Углом простыни Амантай вытирает вспотевший лоб, обводит нас горячим антрацитом узких глаз. Вопрошает:
– С такими показателями моя область войдёт в коммунизм? У вас в Оренбуржье – лучше? Вы войдёте? Поделитесь опытом.
Мы угнетённо молчим, лихорадочно перебирая скудноватый запас собственных знаний о положении дел в нашей области. Могли бы, конечно, сказать, что у нас всё, пожалуй, получше, да не обладали такой, как у него, памятью на цифры и факты. Собственно, вряд бы он и поверил нашему хвастовству.
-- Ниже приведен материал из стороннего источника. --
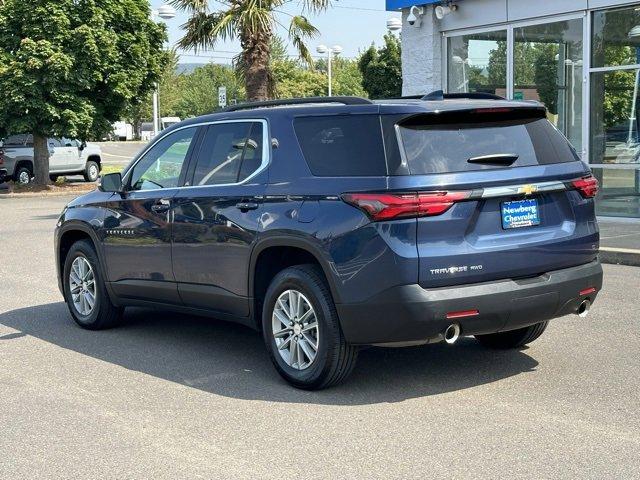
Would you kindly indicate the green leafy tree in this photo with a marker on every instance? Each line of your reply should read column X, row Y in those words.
column 253, row 23
column 292, row 80
column 72, row 67
column 381, row 69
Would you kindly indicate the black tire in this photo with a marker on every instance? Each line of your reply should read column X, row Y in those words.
column 335, row 358
column 104, row 314
column 91, row 171
column 513, row 338
column 21, row 174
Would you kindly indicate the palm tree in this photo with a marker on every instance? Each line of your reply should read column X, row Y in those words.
column 253, row 22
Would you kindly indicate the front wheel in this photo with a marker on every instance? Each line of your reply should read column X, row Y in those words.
column 91, row 171
column 84, row 289
column 302, row 332
column 513, row 338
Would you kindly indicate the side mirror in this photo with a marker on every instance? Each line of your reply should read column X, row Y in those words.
column 112, row 182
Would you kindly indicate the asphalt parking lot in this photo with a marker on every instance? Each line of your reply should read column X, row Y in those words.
column 172, row 396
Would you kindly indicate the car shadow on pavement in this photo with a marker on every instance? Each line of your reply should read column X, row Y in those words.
column 231, row 360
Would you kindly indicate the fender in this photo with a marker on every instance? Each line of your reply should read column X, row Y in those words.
column 307, row 244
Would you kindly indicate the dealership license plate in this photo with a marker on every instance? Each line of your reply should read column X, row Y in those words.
column 520, row 213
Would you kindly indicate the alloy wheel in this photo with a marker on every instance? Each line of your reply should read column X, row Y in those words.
column 82, row 286
column 295, row 329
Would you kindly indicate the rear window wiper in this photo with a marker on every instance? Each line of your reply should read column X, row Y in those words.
column 495, row 159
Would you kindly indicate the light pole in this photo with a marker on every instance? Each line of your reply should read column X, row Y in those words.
column 324, row 50
column 165, row 12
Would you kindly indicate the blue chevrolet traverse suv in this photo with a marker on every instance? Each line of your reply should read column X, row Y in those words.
column 332, row 223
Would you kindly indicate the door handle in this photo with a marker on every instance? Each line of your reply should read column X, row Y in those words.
column 162, row 206
column 246, row 206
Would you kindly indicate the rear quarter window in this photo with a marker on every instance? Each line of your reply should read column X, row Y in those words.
column 433, row 148
column 343, row 145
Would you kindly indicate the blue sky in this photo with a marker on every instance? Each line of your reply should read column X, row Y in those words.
column 352, row 24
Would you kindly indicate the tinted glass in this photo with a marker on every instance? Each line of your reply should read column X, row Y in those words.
column 221, row 156
column 340, row 146
column 161, row 166
column 448, row 148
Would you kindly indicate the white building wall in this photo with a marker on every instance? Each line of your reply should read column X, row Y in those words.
column 421, row 55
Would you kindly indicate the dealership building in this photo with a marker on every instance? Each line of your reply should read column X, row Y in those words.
column 581, row 58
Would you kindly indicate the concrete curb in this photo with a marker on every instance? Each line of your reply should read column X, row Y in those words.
column 620, row 256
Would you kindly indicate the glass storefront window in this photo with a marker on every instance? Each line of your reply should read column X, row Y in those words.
column 614, row 117
column 478, row 63
column 616, row 37
column 548, row 67
column 619, row 192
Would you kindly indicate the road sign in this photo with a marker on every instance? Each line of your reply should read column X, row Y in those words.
column 222, row 97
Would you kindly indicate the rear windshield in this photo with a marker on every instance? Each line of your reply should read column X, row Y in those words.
column 342, row 145
column 480, row 146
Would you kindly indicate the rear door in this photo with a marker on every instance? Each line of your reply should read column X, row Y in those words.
column 514, row 212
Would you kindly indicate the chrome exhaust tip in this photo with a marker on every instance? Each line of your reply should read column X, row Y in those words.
column 452, row 333
column 583, row 309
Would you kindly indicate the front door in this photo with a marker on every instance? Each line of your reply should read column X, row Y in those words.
column 137, row 226
column 216, row 218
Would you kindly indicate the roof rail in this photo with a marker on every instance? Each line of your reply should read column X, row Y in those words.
column 440, row 95
column 299, row 101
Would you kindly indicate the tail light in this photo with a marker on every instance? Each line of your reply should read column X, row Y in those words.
column 587, row 186
column 387, row 206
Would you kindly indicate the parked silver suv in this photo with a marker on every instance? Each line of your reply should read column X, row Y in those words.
column 67, row 157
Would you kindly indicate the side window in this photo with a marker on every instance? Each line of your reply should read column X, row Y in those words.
column 230, row 153
column 339, row 146
column 161, row 166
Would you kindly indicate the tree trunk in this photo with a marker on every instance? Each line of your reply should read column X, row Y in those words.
column 41, row 160
column 256, row 50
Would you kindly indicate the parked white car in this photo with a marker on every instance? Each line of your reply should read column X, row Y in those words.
column 66, row 157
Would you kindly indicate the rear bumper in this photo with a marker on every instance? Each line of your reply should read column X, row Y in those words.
column 411, row 314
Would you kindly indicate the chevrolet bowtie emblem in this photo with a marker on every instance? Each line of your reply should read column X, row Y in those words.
column 528, row 189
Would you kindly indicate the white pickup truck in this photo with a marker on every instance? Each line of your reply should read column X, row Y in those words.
column 66, row 157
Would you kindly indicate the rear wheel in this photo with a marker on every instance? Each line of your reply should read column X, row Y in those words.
column 91, row 171
column 302, row 332
column 513, row 338
column 84, row 289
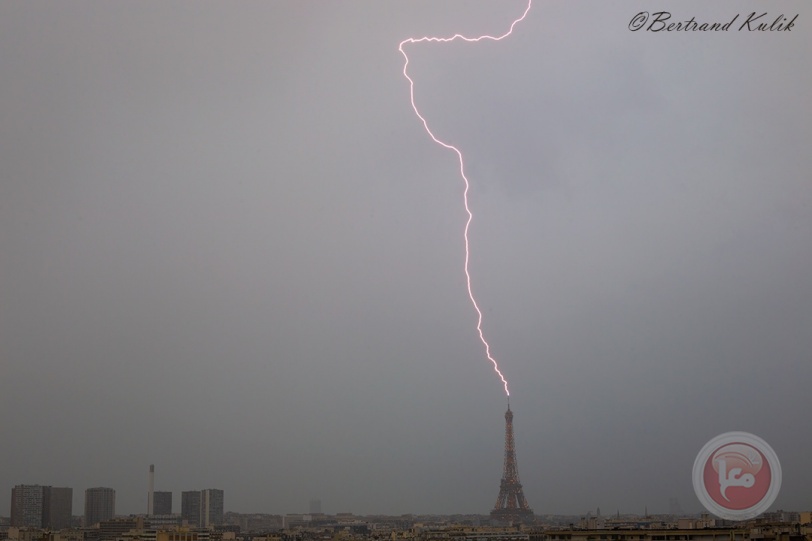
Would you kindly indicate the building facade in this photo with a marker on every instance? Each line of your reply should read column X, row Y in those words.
column 58, row 508
column 190, row 507
column 211, row 507
column 100, row 505
column 202, row 509
column 39, row 506
column 162, row 503
column 27, row 505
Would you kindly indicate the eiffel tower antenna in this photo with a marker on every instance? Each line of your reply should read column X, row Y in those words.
column 511, row 505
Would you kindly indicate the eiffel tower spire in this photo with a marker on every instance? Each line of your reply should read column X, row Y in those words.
column 511, row 506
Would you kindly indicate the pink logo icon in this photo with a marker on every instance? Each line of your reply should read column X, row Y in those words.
column 737, row 476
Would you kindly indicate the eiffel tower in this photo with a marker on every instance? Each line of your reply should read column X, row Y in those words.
column 511, row 506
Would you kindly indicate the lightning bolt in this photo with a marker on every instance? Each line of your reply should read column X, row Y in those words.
column 462, row 164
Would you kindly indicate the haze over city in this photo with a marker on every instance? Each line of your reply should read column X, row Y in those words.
column 228, row 248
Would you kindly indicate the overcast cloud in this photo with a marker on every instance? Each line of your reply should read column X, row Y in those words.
column 228, row 248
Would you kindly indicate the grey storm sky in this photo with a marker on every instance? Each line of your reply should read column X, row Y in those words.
column 228, row 248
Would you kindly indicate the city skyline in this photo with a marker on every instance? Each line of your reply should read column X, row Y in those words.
column 230, row 249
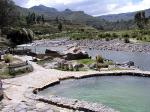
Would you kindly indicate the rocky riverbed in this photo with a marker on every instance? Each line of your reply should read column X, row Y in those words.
column 114, row 45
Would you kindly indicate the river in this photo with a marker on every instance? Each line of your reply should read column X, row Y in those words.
column 123, row 93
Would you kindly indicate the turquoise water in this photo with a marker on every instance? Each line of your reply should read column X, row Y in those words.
column 123, row 93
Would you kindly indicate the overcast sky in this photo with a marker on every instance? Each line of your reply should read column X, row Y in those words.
column 92, row 7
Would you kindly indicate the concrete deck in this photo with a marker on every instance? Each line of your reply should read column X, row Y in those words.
column 16, row 88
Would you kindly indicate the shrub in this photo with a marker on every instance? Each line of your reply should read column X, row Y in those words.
column 126, row 40
column 20, row 36
column 126, row 35
column 8, row 58
column 114, row 35
column 99, row 59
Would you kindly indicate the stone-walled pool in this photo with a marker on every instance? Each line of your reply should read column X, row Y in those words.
column 123, row 93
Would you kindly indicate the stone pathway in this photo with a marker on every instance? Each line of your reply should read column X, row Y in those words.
column 18, row 89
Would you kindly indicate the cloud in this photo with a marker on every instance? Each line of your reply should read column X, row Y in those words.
column 92, row 7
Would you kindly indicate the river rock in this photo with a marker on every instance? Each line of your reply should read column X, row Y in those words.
column 53, row 53
column 75, row 53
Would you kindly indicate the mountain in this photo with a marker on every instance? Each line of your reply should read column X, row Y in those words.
column 68, row 15
column 123, row 16
column 107, row 22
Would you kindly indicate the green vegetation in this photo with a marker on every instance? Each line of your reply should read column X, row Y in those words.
column 99, row 59
column 86, row 61
column 20, row 36
column 8, row 58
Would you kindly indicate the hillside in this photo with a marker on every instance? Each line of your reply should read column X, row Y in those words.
column 123, row 16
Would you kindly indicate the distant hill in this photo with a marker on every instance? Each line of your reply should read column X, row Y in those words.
column 68, row 15
column 123, row 16
column 107, row 22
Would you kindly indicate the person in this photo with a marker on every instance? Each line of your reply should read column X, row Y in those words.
column 1, row 91
column 1, row 84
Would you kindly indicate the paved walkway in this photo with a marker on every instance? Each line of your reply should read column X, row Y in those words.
column 16, row 88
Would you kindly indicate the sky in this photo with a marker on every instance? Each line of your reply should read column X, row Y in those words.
column 92, row 7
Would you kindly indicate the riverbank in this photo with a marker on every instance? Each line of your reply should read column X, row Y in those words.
column 19, row 90
column 113, row 45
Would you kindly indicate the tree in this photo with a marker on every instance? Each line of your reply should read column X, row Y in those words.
column 8, row 13
column 60, row 26
column 31, row 18
column 99, row 59
column 140, row 19
column 43, row 19
column 20, row 36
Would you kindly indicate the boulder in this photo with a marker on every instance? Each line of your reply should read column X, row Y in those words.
column 75, row 53
column 53, row 53
column 92, row 66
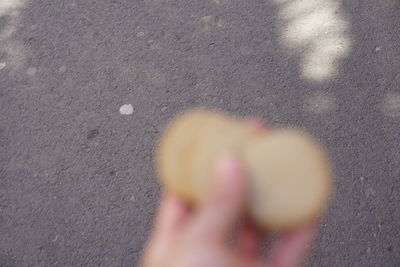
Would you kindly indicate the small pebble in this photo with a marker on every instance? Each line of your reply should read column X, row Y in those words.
column 62, row 69
column 31, row 71
column 126, row 109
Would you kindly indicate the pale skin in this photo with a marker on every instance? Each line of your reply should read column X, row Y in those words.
column 187, row 237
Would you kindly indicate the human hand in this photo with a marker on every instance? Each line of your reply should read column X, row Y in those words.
column 198, row 238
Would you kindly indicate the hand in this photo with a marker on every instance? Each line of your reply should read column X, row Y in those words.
column 198, row 238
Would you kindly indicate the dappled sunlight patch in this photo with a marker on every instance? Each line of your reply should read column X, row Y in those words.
column 8, row 7
column 317, row 31
column 14, row 51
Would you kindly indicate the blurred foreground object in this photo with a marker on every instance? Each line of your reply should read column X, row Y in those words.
column 289, row 180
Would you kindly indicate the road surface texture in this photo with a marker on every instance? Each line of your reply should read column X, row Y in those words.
column 77, row 183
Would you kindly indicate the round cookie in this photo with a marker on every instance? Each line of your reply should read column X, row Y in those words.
column 289, row 179
column 189, row 147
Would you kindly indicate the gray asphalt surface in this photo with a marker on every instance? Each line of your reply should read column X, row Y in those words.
column 77, row 184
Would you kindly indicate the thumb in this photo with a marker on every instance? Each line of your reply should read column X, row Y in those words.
column 219, row 213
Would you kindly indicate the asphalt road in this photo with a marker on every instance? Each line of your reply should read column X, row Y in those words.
column 77, row 184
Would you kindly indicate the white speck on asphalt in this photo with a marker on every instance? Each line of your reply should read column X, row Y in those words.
column 126, row 109
column 62, row 69
column 31, row 71
column 245, row 50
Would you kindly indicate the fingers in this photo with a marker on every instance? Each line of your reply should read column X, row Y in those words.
column 172, row 213
column 249, row 242
column 215, row 219
column 293, row 248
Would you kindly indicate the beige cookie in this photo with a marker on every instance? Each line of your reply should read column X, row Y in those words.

Длиннопалой пятернёй он проводит по стальной чёрной гриве – от волос, кажется, должны б искры стрельнуть. Не стрельнули, Амантай потух. Сказал глухо, вполголоса:
– Больше всех убило выступление председателя республиканского Совмина Нурсултана Назарбаева. Не то, что в Казахстане, по его словам, гниёт, не обрабатывается два с половиной миллиона штук овечьих шкур, а полушубки покупаем в полукочевой Монголии. Не то, что 92 процента одежды, 96 – товаров народного потребления завозятся извне, что республика поставляет 70 процентов цинка СССР, 30 процентов меди, оставаясь лишь сырьевым придатком. Самое страшное, сказанное Назарбаевым, вот что, коллеги: Казахстан занимает первое место в мире по заболеваемости населения туберкулёзом. – Амантай вскидывается, успокаивающе ведёт рукой: – Нет-нет, не опасайтесь, у меня не туберкулёз. У меня лишь рак лёгких. Оренбургские родственники сказали: приезжай, у нас хорошие врачи. – Дотянулся до вафельного, с синим штампом, полотенца на никелированном изголовье, истово вытер зарумянившееся мокрое лицо, опять опрокинулся поверх одеяла на спину, смежил глаза. – А вы говорите о казахском национализме… Почему так происходит? Через десять лет после Победы мы жили лучше, чем сейчас, через тридцать. А будет ещё хуже. – Амантай опять садится на постели, тянет стакан к Мордюкову: – Если можно, Юрий Архипович, ещё чуть-чуть… Вы, Степан Васильевич, вспомнили Первую мировую войну, во время которой казахи якобы взбунтовались против участия в тыловых работах. Почему же вы не вспоминаете Вторую мировую, конкретнее: Великую Отечественную? Напомню: в наш небольшой аул с этой войны не вернулось почти сорок мужчин. Две трети из всех призванных. Под Псковом сложил голову мой родной дядя, в Сталинграде погиб мой старший брат-пулемётчик. На фронтах полегло 400 тысяч казахстанцев. За какую Родину они пали? Одна Отчизна была у всех народов страны. А сейчас недалёкие политики хотят нас рассорить: и русские плохи, и евреи дрянь, и казахи дерьмо… Предлагаю тост за вечную дружбу всех наших народов!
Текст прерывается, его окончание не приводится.